As respirações foram surtindo efeito aos poucos enquanto nos aproximávamos e eu já me sentia melhor, e muito mais calma apesar do meu estômago ainda estar apertado.
Tudo bem, eu ia conseguir.
Ia ficar tudo bem.
O motorista, um senhor já na casa dos 50 e muito simpático, estava esperando do lado de fora para poder colocar minha mala no bagageiro. Eu agradeci e pensei em esperar que a Raffaela entrasse na minha frente... (eu sei, ok?!... Ainda estou tentando reeducar a “Cassie covarde”, um passo de cada vez.) Mas ela apenas sorriu calmamente para mim, com um olhar que sabia exatamente quais eram minhas intenções e não ia cooperar. Fez sinal para que eu fosse indo enquanto discutia alguns detalhes com o motorista.

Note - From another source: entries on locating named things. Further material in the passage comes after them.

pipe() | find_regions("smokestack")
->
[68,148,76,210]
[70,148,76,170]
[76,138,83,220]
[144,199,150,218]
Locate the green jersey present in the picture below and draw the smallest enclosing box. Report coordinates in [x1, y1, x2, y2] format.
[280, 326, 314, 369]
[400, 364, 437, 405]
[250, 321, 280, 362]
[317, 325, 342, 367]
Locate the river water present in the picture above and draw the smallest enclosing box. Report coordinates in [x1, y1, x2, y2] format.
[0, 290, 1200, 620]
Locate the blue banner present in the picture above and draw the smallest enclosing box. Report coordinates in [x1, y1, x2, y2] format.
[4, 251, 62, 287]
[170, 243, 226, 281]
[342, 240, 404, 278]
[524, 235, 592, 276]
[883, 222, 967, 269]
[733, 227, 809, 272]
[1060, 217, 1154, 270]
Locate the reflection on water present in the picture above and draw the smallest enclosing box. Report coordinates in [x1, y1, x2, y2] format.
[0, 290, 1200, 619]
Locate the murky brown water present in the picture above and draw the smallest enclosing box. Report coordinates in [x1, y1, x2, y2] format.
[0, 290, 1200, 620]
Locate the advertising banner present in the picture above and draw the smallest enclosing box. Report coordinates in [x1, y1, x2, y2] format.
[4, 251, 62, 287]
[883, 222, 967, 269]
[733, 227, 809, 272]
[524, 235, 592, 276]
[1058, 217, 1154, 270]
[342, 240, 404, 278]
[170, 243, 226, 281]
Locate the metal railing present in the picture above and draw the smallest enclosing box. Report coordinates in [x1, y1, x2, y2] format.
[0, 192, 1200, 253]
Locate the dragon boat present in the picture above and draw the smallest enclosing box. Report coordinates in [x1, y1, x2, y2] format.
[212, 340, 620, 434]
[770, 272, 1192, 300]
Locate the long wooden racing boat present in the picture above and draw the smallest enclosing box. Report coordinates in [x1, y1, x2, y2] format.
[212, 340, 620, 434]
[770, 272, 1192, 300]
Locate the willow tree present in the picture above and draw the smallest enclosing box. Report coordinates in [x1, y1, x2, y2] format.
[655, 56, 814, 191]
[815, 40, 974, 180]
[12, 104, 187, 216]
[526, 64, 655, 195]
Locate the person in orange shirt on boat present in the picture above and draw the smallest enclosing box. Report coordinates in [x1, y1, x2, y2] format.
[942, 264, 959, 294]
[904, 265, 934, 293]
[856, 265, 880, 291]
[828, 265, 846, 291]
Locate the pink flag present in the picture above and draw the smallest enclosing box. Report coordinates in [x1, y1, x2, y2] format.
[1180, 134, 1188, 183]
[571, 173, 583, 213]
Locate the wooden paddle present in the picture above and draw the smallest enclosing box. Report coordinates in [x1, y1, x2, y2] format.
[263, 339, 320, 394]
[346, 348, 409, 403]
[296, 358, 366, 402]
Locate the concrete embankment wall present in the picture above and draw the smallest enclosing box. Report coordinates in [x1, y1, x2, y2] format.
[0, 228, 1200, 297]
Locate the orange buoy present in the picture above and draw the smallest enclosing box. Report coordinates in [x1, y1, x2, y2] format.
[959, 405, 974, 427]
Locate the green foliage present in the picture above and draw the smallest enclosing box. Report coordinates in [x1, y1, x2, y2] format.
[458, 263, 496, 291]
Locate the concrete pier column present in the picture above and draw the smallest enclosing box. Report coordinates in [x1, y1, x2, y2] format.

Bom... era isso... eu ia ter que me virar sozinha.
E talvez tivesse que rever a ideia de que fossemos ser ótimas amigas....
Fui até a porta e assim que pisei no primeiro degrau do ônibus senti um choque atravessando meu corpo, subindo pela coluna e se alojando quase dolorosamente no meio das minhas costas, bem na altura do coração.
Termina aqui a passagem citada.